Plaque

  • Designer / Painter /Maker

    Designed by Walter Crane (1845-1915)

    Painted by Richard Joyce (1873-1931)

    Manufactured by Pilkington Tile & Pottery Co (1892-1957)

  • Detail

    Earthenware, with lustre decoration

    48.9 cm (diameter)

    English (Manchester), 1906

  • Marked

    ‘Crane rebus’ on front, left; Pilkington mark ‘ENGLAND’, ‘2147’  and ‘VI’ (date mark for 1906) incised into centre of back and ‘RJ PINX’ monogram on edge of back

  • Literature

    The Studio Yearbook of Decorative Art, 1908, B.197 (for a blue-ground charger of this design painted by Richard Joyce)

    A. J. Cross, Pilkington’s Royal Lancastrian Pottery and Tiles, London, 1980, front cover (for Harriman Judd example, see below)

    Smith & Hyde, Walter Crane 1845-1915: Artist, Designer and Socialist, 1989, K12 (another example)

    H. Blairman & Sons, Furniture and Works of Art (2013), no. 18

  • Provenance

    […]; H. Blairman & Sons, 2013; private collection (2014-present)

  • Notes

    Although the quotation ‘Un Chevalier sans Peur et Sans Reproche’ around the border is generally considered to be a reference to the French soldier Pierre Terrail of Bayard (1473-1524), the charger in fact depicts St George, patron saint of England, slaying the dragon.

    Crane’s ‘St George’ design for Pilkington was supplied in 1906 and several examples were manufactured at least until 1918, the painting being executed by some of the factory’s principal artists: Richard Joyce, W.S. Mycock, Gordon Forsyth and Charles Cundall.  For Crane’s eleven designs for Pilkington and a discussion of this work, see Judy Rudoe, Decorative Arts 1850-1950: A Catalogue of the British Museum Collection, London, 1994 edn, under no. 56.

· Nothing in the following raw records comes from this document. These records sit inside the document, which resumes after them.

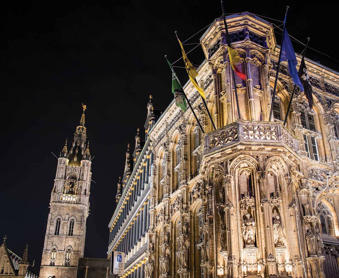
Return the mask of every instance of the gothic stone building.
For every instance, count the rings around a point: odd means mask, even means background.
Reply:
[[[223,21],[215,20],[200,38],[206,60],[197,80],[217,129],[187,82],[205,133],[174,102],[145,126],[150,140],[122,179],[108,254],[127,252],[123,278],[339,277],[339,73],[306,59],[313,109],[298,90],[284,126],[294,84],[282,63],[271,104],[280,48],[272,24],[247,12],[227,21],[247,79],[233,82]],[[131,210],[152,154],[148,183]],[[138,236],[129,235],[144,204],[148,244],[140,249],[137,224]]]
[[[20,258],[7,248],[7,237],[3,238],[3,242],[0,245],[0,277],[1,278],[38,278],[38,272],[34,266],[35,260],[30,264],[28,260],[28,245]]]
[[[69,152],[66,144],[58,159],[51,193],[40,277],[75,278],[83,257],[91,186],[91,155],[86,143],[85,109]]]

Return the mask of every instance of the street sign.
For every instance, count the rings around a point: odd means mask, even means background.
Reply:
[[[122,275],[125,272],[125,253],[115,251],[111,256],[111,274]]]

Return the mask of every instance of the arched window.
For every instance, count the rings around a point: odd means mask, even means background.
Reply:
[[[69,222],[69,229],[68,231],[68,235],[73,236],[73,230],[74,229],[74,221],[72,219]]]
[[[69,266],[71,264],[71,254],[72,250],[70,249],[68,249],[65,252],[65,266]]]
[[[331,116],[331,123],[333,126],[334,136],[337,137],[337,140],[339,140],[339,116],[335,114],[333,114]]]
[[[281,113],[280,111],[280,100],[279,98],[276,97],[273,101],[273,116],[277,120],[281,120]]]
[[[320,202],[317,206],[317,213],[320,219],[322,233],[330,236],[335,235],[332,216],[329,210],[322,203]]]
[[[310,112],[305,113],[303,107],[301,108],[300,110],[300,119],[302,127],[306,129],[316,132],[313,115]]]
[[[60,231],[60,225],[61,224],[61,220],[60,218],[58,218],[55,223],[55,230],[54,234],[56,236],[59,235],[59,231]]]
[[[301,125],[305,129],[317,132],[316,130],[314,117],[309,112],[306,112],[304,107],[300,105],[300,119]],[[319,154],[318,153],[317,139],[312,133],[306,135],[303,135],[305,151],[307,153],[308,157],[311,159],[319,161]]]
[[[49,265],[54,266],[55,265],[55,259],[57,258],[57,249],[53,248],[51,251],[51,262]]]

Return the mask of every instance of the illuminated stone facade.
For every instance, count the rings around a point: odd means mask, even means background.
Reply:
[[[91,186],[91,155],[86,143],[84,111],[68,152],[67,142],[58,159],[51,193],[40,277],[75,278],[83,257]]]
[[[227,21],[248,79],[233,84],[223,21],[216,20],[200,38],[206,59],[197,79],[217,129],[190,82],[184,89],[205,133],[174,102],[147,128],[153,150],[143,155],[153,154],[152,171],[140,204],[149,196],[148,244],[128,253],[123,278],[339,277],[339,73],[306,59],[313,109],[298,90],[285,127],[294,84],[282,63],[268,122],[279,49],[272,26],[248,13]],[[124,192],[137,184],[140,163],[123,179]],[[108,255],[134,215],[116,228]]]

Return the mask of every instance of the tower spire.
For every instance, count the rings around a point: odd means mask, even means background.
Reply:
[[[26,244],[26,248],[23,251],[23,255],[22,255],[22,261],[28,261],[28,244]]]
[[[88,140],[88,143],[87,143],[87,147],[86,148],[85,151],[85,153],[84,154],[83,159],[86,160],[91,160],[91,154],[89,153],[89,140]]]
[[[62,150],[60,153],[60,157],[68,157],[68,154],[67,153],[67,138],[66,139],[66,143],[65,143],[65,145],[64,146]]]

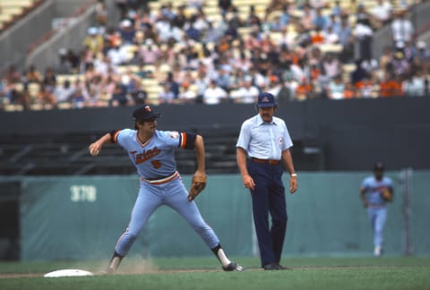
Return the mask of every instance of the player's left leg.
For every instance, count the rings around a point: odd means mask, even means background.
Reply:
[[[219,239],[213,229],[206,224],[194,201],[187,200],[188,192],[181,179],[176,179],[166,184],[166,205],[179,213],[202,237],[215,256],[219,260],[225,271],[241,271],[243,268],[228,260],[221,248]]]
[[[374,218],[374,255],[379,257],[383,253],[383,231],[387,219],[387,208],[377,209]]]
[[[269,210],[271,216],[271,235],[276,262],[280,264],[287,231],[287,204],[285,188],[280,177],[282,167],[273,167],[273,185],[269,192]]]

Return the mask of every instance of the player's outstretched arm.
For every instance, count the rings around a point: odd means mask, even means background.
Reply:
[[[197,172],[199,175],[205,175],[206,166],[204,163],[204,141],[203,137],[197,135],[194,141],[195,157],[197,158]]]
[[[91,156],[97,156],[101,150],[101,147],[105,143],[111,143],[112,137],[110,133],[105,134],[103,137],[96,141],[94,143],[90,144],[88,149]]]

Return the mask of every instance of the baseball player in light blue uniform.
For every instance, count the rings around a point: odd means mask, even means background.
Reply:
[[[392,181],[383,176],[383,164],[377,162],[374,167],[374,175],[363,180],[360,187],[361,198],[374,233],[374,255],[379,257],[383,254],[383,231],[387,219],[386,202],[392,198]],[[383,192],[388,191],[390,198],[384,197]]]
[[[128,154],[140,176],[140,189],[132,211],[130,223],[120,236],[108,268],[108,273],[117,269],[121,260],[145,226],[152,213],[161,205],[177,211],[214,252],[225,271],[242,270],[230,261],[222,250],[219,239],[202,218],[195,202],[188,195],[176,171],[175,149],[194,149],[197,171],[194,176],[205,175],[204,143],[202,136],[190,132],[158,131],[157,118],[160,114],[148,105],[137,107],[133,114],[134,130],[124,129],[107,133],[90,145],[90,153],[98,155],[105,143],[118,143]]]

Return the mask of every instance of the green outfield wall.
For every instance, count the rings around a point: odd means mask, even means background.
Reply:
[[[369,173],[299,173],[298,191],[287,194],[287,256],[369,255],[372,232],[359,199]],[[405,252],[404,182],[390,172],[395,199],[384,231],[387,255]],[[16,179],[16,178],[15,178]],[[10,180],[4,179],[4,180]],[[135,176],[25,177],[21,182],[21,260],[105,259],[125,229],[136,198]],[[183,176],[189,185],[191,177]],[[430,171],[417,171],[410,182],[409,243],[412,254],[430,254],[428,231]],[[4,181],[2,179],[2,181]],[[284,175],[288,183],[288,176]],[[241,177],[209,176],[196,202],[230,255],[255,254],[250,194]],[[180,216],[159,208],[130,255],[202,256],[211,252]]]

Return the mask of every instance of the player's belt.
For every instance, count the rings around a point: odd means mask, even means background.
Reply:
[[[173,175],[166,176],[166,177],[159,177],[159,178],[154,178],[154,179],[152,179],[152,178],[146,179],[146,178],[141,177],[141,180],[144,181],[145,183],[157,185],[157,184],[162,184],[162,183],[168,183],[169,181],[172,181],[178,176],[179,176],[179,173],[177,171],[176,171]]]
[[[270,164],[270,165],[280,165],[280,160],[275,160],[275,159],[261,159],[261,158],[251,158],[251,160],[256,163],[265,163],[265,164]]]

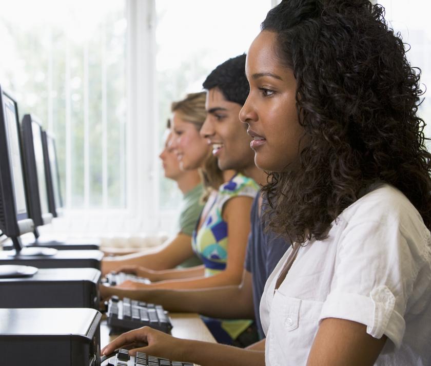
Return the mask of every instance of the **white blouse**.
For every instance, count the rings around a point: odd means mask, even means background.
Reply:
[[[431,239],[406,197],[381,185],[345,209],[328,237],[301,247],[260,304],[268,366],[306,365],[319,322],[347,319],[388,337],[375,365],[431,365]]]

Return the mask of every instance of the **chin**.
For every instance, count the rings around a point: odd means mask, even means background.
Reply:
[[[277,171],[277,169],[275,169],[272,162],[268,162],[265,159],[260,158],[257,155],[254,156],[254,164],[261,170],[269,172]]]

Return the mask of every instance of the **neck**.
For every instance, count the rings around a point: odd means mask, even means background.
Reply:
[[[259,169],[254,163],[252,165],[243,169],[243,173],[244,175],[251,178],[259,185],[264,185],[266,184],[268,175]]]
[[[233,177],[233,176],[234,176],[236,174],[236,171],[233,170],[231,169],[228,169],[227,170],[223,170],[223,180],[224,180],[225,182],[229,182],[229,181],[232,179],[232,177]]]
[[[197,170],[188,170],[183,171],[175,181],[180,190],[185,195],[201,183],[201,176]]]

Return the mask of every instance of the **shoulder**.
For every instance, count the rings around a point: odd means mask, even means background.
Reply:
[[[382,184],[362,196],[340,215],[351,222],[359,219],[391,222],[417,222],[424,227],[420,214],[400,190],[389,184]]]
[[[421,256],[431,250],[429,230],[420,214],[402,192],[388,184],[381,184],[350,205],[336,224],[346,234],[365,235],[369,241],[401,240]]]
[[[238,173],[229,182],[222,184],[219,192],[229,197],[245,196],[254,198],[259,190],[259,186],[254,180]]]

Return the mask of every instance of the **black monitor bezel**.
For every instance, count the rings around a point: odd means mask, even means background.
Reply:
[[[38,126],[38,131],[33,131],[33,123],[35,123]],[[25,114],[22,122],[22,135],[23,139],[23,150],[24,152],[24,170],[26,172],[25,181],[27,185],[27,191],[28,194],[28,209],[30,217],[33,219],[34,225],[40,226],[49,223],[52,219],[52,214],[49,210],[49,202],[47,202],[48,212],[44,214],[42,212],[42,206],[41,203],[40,187],[39,187],[39,180],[38,179],[37,168],[36,166],[36,157],[34,152],[34,143],[33,133],[41,134],[41,140],[42,140],[42,126],[38,121],[34,115]],[[43,152],[43,142],[42,150]],[[43,153],[45,155],[45,153]],[[46,182],[47,197],[48,197],[48,184],[46,172],[45,170],[45,157],[44,156],[44,179]],[[49,201],[49,200],[48,200]]]
[[[11,100],[14,104],[15,113],[16,116],[17,124],[16,130],[18,134],[18,142],[19,147],[20,158],[21,160],[21,170],[23,179],[25,181],[25,175],[24,170],[24,159],[22,141],[21,136],[20,126],[19,122],[19,114],[18,113],[18,105],[16,100],[8,92],[3,89],[0,85],[0,192],[3,201],[3,215],[4,220],[4,227],[0,227],[3,233],[7,236],[13,238],[18,237],[22,234],[20,232],[18,222],[23,220],[29,219],[28,212],[28,201],[26,191],[25,184],[24,186],[25,196],[26,201],[26,212],[22,214],[17,213],[16,203],[15,199],[15,187],[13,185],[13,176],[12,172],[11,163],[9,151],[9,142],[8,141],[6,130],[6,116],[4,109],[4,101],[3,95],[6,95]],[[14,240],[14,242],[15,241]],[[15,242],[14,242],[15,244]],[[21,248],[22,245],[20,244]]]
[[[48,139],[51,139],[52,140],[52,143],[54,144],[54,162],[55,164],[55,171],[57,173],[57,177],[55,178],[57,179],[57,184],[59,190],[58,197],[60,199],[60,202],[58,202],[57,204],[56,204],[55,193],[54,191],[54,183],[53,183],[53,179],[54,178],[52,177],[51,170],[49,148],[48,146]],[[45,130],[42,131],[42,146],[44,149],[44,161],[45,161],[45,176],[47,178],[49,211],[52,214],[54,217],[58,217],[61,216],[62,213],[63,201],[61,193],[61,186],[60,186],[60,177],[58,175],[60,173],[58,171],[58,162],[57,159],[57,149],[55,146],[55,139],[50,133]]]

    Identified examples of the St George charger, with varying ground colours, slight difference of detail and degrees of success in the firing, include: Whitworth Art Gallery, painted by Joyce, 1906 (see Smith & Hyde, loc. cit.); Delaware Art Museum, blue ground, painted by Cundall, 1907 (DAM 1976-94); National Gallery of Victoria, blue ground, painted by Cundall, 1910 (D 149-1977); Fine Art Society, yellow/red ground, painted by Joyce, 1912 (exhibition June-July, 2006, no. 29); a green ground example was exhibited in 1914 in Paris (see Arts Décoratifs de Grande-Bretagne et d’Irlande, Paris, 1914, no. 61.1, illustrated), and Harriman Judd collection, blue ground painted by Joyce, 1918 (Sotheby’s, New York, 22 January 2001, lot 413).

    The present example, which dates from the first year of production, is particularly well fired and clearly delineated.